IRM is generally implemented at the server level using Microsoft Exchange software. Alternatively, IRM is hosted on Microsoft servers by Microsoft for free, but requires a Microsoft Live ID (@hotmail.com email) to use. In order to utilize IRM internally, for example, a law firm would need one of the following: (1) running their own Microsoft Exchange server and managing it in-house, or (2) use a new or existing Microsoft Live ID (@hotmail.com ID) in conjunction with a firms existing hosted email to take advantage of IRM hosted for free on Microsoft servers. Clearly the latter is the most cost effective; however it would require several additional steps in sending an IRM equipped email.

Information rights management and electronic signatures
Legally Recognized Electronic Signatures

Issue #2 Using Electronic Signature

Here in Arizona, under Arizona Revised Statutes, an electronic signature is defined as an electronic process that is attached to or logically associated with a record that is executed or adopted by an individual with the intent to sign the record. A.R.S § 44-7002
Furthermore, a signature is considered secure if, at the time it was made, and applied through a security procedure it is; (1) unique to the person using it, (2) capable of verification (3) under the sole control of the person using it, and (4) linked to the electronic record to which it relates in such a manner that if the record were changed the electronic signature would be invalidated. A.R.S § 44-7003

Generally speaking, an electronic signature can be any electronic means of indicating that a person adopts the contents of an electronic message. However, under A.R.S. § 44-7003, to qualify as a secure electronic signature, the operative requirement is element (4), the necessity to have ones identity validated through a third-party security certificate service. Such services are seemingly analogous to credit reporting agencies however solely for electronic identity. Currently, there are seven credentialing services customarily used throughout the industry. Those seven services include ARX CoSign, Avoco secure2trust, ChosenSecurity, Comodo, GlobalSign, My Credential, and VeriSign.

If your firm decides to implement a secure electronic signature digital ID, it is recommended you use a platform you may already be using. For instance, at our firm, we use Norton for anti-virus protection. It just so happens Norton is who issues VeriSign electronic signatures. A yearly subscription is required however, with a digital ID, a possessor would not only be able to securely sign electronic documents, but also send digitally signed emails which, in and of itself, constitutes a secure verified document. The process is fairly simple; a YouTube video explaining the process can be viewed here.
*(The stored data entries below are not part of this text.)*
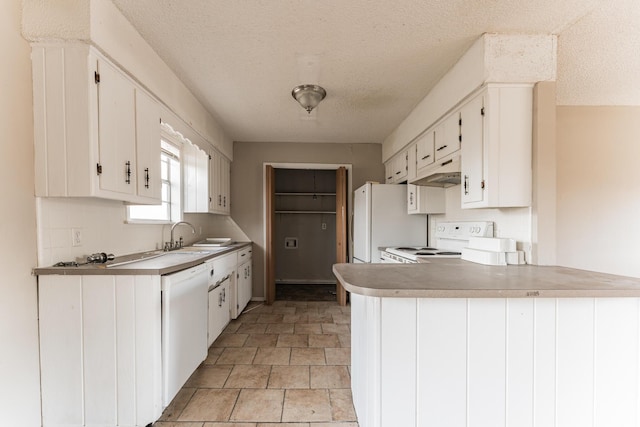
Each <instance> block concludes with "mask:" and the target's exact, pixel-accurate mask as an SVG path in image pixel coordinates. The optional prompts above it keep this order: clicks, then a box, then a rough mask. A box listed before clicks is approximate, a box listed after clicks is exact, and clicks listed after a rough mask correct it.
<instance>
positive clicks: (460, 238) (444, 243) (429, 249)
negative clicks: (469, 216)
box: [380, 221, 493, 264]
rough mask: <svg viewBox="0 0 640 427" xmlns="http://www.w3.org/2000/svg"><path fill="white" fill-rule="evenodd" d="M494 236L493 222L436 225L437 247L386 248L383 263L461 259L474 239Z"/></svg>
mask: <svg viewBox="0 0 640 427" xmlns="http://www.w3.org/2000/svg"><path fill="white" fill-rule="evenodd" d="M491 236H493V222H491V221H462V222H439V223H436V231H435V238H436V241H435V246H436V247H426V246H425V247H423V246H410V245H406V246H398V247H390V248H386V249H385V250H384V251H382V252H381V254H380V258H381V259H382V262H387V263H405V264H411V263H416V262H418V261H419V260H420V259H430V258H460V257H461V255H462V251H463V249H464V248H466V247H468V246H469V240H470V239H471V238H473V237H491Z"/></svg>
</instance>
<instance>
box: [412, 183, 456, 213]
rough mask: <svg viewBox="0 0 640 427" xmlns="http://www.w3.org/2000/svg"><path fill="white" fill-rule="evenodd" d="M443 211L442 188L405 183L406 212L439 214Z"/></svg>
mask: <svg viewBox="0 0 640 427" xmlns="http://www.w3.org/2000/svg"><path fill="white" fill-rule="evenodd" d="M445 211H446V199H445V190H444V188H442V187H426V186H419V185H413V184H407V213H410V214H439V213H445Z"/></svg>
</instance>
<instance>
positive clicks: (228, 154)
mask: <svg viewBox="0 0 640 427" xmlns="http://www.w3.org/2000/svg"><path fill="white" fill-rule="evenodd" d="M23 5H24V9H23V10H24V16H23V35H24V37H25V38H27V39H28V40H30V41H48V40H53V41H60V40H81V41H86V42H91V43H92V44H94V45H96V46H97V47H98V48H99V49H101V50H102V51H103V52H104V53H105V54H106V55H107V56H109V57H111V59H112V60H113V61H114V62H115V63H117V64H118V65H120V66H121V67H122V68H124V69H125V70H126V71H127V72H128V73H130V74H131V76H132V77H133V78H134V79H135V80H137V81H138V82H139V83H140V84H141V85H142V86H144V87H145V88H147V89H148V90H149V91H150V92H151V93H153V94H154V95H155V96H156V97H157V98H158V99H160V100H161V101H162V102H163V103H164V104H165V105H166V106H167V108H168V110H169V111H172V112H174V113H175V114H177V115H178V116H180V117H181V118H182V119H183V120H184V121H185V122H186V124H188V125H189V126H191V127H192V128H193V130H191V132H194V131H195V132H198V133H199V134H200V135H202V136H203V137H204V138H205V139H206V140H207V141H208V142H209V143H210V144H212V145H214V146H215V147H216V148H217V149H218V150H220V151H221V152H222V153H223V154H224V155H225V156H226V157H227V158H229V159H232V158H233V142H232V141H231V139H230V138H229V137H227V136H226V134H225V133H224V130H223V129H222V127H221V126H220V125H219V124H218V123H217V122H216V120H215V119H214V118H213V117H212V116H211V113H209V112H208V111H207V110H206V109H205V108H204V107H203V106H202V104H200V102H199V101H198V100H197V99H196V97H195V96H194V95H193V94H192V93H191V92H190V91H189V90H188V89H187V87H186V86H185V85H184V83H182V81H180V79H179V78H178V76H176V75H175V73H174V72H173V71H172V70H171V69H170V68H169V67H168V66H167V65H166V64H165V63H164V61H163V60H162V59H161V58H160V57H159V56H158V55H157V54H156V53H155V51H154V50H153V49H152V48H151V47H150V46H149V44H148V43H147V42H146V41H144V39H143V38H142V37H141V36H140V35H139V34H138V33H137V32H136V30H135V29H134V28H133V26H132V25H131V24H130V23H129V22H128V21H127V20H126V19H125V18H124V17H123V16H122V14H121V13H120V12H119V11H118V9H117V8H116V7H115V6H114V5H113V3H112V2H111V1H109V0H67V1H64V2H61V1H58V0H45V1H42V0H23ZM172 122H173V121H172ZM173 125H174V128H175V129H177V130H180V131H181V132H182V133H183V134H185V136H188V137H189V138H191V139H192V140H193V141H194V142H196V143H198V144H200V141H198V140H197V137H194V136H193V135H189V133H190V132H189V131H185V129H182V128H181V125H180V124H178V123H173Z"/></svg>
In conclusion, to protect email signatures from alteration, unauthorized copying and forwarding, a law firm has the option to implement Microsoft IRM services through the use of Microsoft Live ID accounts in lieu of costly in-house Exchange server management. Furthermore, secure electronic signatures pursuant to A.R.S § 44-7031, can be achieved through the use of digital ID’s validated through third-party security certificate services.